The Treasury earned Sh13.1 billion in five years from buying government paper using cash that investors have failed to claim in bank accounts, dividends and mobile money wallets such as M-Pesa.
The Unclaimed Financial Assets Authority (UFAA)—an agency under the Treasury—says it invested unclaimed cash worth Sh22.3 billion in buying Treasury bonds and bills between 2019 and 2024.
This earned it a cumulative return of 58.7 percent or Sh13.1 billion, with the cash being kept in a bank because there is no policy to guide the use of the earnings.
Unclaimed assets include money in bank accounts and dividends which have been dormant for more than five years, bankers’ cheques not cashed and contents in safe deposit boxes unclaimed for more than two years.
Insurance policies that remain uncollected for two years and cash sitting in mobile telephony wallets for the same period should be transferred to UFAA.
Unclaimed cash, shares and dividends surrendered to UFAA crossed the Sh75 billion mark in November last year, reflecting the difficulty in reuniting the idle wealth as investors, including tycoons, show disinterest in reclaiming the assets.
The law directs UFAA to invest half the unclaimed cash in Treasury bonds, 45 percent in Treasury bills and retain five percent as cash.
UFAA used Sh3.4 billion or a quarter of the income generated to finance its operations and kept Sh9.6 billion in cash despite the cash crunch in government.
“This implied that the Authority was able to safeguard the unclaimed financial assets received from holders and, at the same time, make returns on investment. A portion of the returns from the investments was used to finance the Authority’s operations,” said the Auditor-General in a report on UFAA.
UFAA’s reliance on the investment income to fund its operations more than doubled in the five years to Sh761.3 million last year, up from Sh354.6 million in 2019. There was no breakdown on how the UFAA used the amount.
“The absence of such a policy may pose the risk of the country losing out on public investment opportunities that could uplift the economy,” said the Auditor-General.
“For instance, the amount of Sh9.6 billion in the Trust Fund account is a substantial amount to construct and equip a medical facility equivalent to the Kenyatta University Teaching and Referral Hospital, which cost approximately Sh10 billion,” added the Auditor-General.

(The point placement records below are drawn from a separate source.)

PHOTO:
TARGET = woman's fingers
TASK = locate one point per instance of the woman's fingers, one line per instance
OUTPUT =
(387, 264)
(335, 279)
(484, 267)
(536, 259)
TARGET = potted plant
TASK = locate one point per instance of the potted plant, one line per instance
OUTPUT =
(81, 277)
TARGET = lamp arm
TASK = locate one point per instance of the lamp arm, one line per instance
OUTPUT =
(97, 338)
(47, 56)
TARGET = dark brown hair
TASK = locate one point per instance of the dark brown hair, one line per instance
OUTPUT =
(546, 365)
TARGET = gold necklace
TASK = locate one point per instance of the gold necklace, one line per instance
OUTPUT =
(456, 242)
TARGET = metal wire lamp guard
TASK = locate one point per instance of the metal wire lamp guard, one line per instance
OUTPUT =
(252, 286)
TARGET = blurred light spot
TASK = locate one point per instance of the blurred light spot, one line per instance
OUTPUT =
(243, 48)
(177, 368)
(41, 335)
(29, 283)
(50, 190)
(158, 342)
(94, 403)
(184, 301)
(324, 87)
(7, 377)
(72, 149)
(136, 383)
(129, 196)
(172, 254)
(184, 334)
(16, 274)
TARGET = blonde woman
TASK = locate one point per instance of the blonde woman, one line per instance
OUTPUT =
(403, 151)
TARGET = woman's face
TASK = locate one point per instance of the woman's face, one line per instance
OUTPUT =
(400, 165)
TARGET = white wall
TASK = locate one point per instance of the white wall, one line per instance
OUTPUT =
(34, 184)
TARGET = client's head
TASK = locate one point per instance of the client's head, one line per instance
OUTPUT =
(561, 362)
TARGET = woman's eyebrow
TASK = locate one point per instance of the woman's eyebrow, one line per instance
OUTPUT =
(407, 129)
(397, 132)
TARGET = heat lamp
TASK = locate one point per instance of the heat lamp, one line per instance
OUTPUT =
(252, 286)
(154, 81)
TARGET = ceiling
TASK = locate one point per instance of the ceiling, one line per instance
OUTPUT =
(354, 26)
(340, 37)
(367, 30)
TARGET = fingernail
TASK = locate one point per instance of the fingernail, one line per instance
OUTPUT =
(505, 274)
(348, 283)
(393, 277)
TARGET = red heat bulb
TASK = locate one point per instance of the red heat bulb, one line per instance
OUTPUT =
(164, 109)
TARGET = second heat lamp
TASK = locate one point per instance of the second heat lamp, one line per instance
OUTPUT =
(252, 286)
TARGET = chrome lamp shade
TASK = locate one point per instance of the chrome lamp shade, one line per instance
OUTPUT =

UFAA is holding on to the cash at a time the Treasury is battling a cash crunch in the wake of revenue shortfalls and mounting public debt that has cut the appetite for borrowing.
The State has been reluctant to introduce new taxes following the 2024 Gen Z protests that forced the withdrawal of the Finance Bill with Sh345 billion in new levies.
UFAA’s returns rode on the back of double-digit yields from government paper as the Treasury tapped the local debt market to plug budget shortfalls.
Last year, Treasury bonds offered returns as high as 18.5 percent while the average yield on Treasury bills was between 9.89 percent and 16.99 percent.
Government securities offered average returns of 13.64 percent in 2023 and 12.83 percent in 2022, ranking them among the best-performing asset classes at a time when the stock market was facing headwinds and real estate was yet to recover from the effects of Covid-19.
Returns from government securities have since dropped as the State races to cut its borrowing costs in line with the Central Bank of Kenya’s cuts on its benchmark rate.
Treasury bills have dropped to 7.82 percent and bonds to a range of between 12.65 percent to 13.53 percent.
Many Kenyans, said UFAA, remain uninterested in pursuing funds legally belonging to them or their families.
The authority reckons it had received Sh36.09 billion in cash in local and foreign currencies from Sh23.2 billion in 2021.
Billionaire businessmen, former powerful government officials and prominent politicians are in the long list of individuals with shares worth Sh39.4 billion that have been surrendered to the Treasury, up from Sh30 billion in 2021 and Sh16.42 billion in 2017.
The shares surrendered to the authority remained idle as UFAA did not have a mechanism to receive and manage non-cash assets.
UFAA is not allowed under the law to operate a Central Depository and Settlement Corporation (CDSC) account, which is necessary for facilitating the transfer of unclaimed shares.
Surrendered safe boxes that are believed to contain jewelry, title deeds, share certificates and Treasury bills rose to 3,737 units from 1,953 in June. Over 9.87 million unit trusts whose values were not disclosed are also part of the idle assets.
The money is largely held by insurance companies, banks, pension schemes, legal firms, mobile phone money wallets and saccos, among others.
So far, the authority has reunited less than 10 percent of the billions worth of shares and cash with beneficiaries, representing 1.9 percent of the unclaimed assets.
Kenyans have failed to claim Sh3.2 billion lying idle in M-Pesa wallets, with Airtel and Telkom Kenya subscribers having Sh114.3 million and Sh7 million, respectively.
Some of the unclaimed assets are linked to the deceased having kept their wealth secret and the absence of Wills.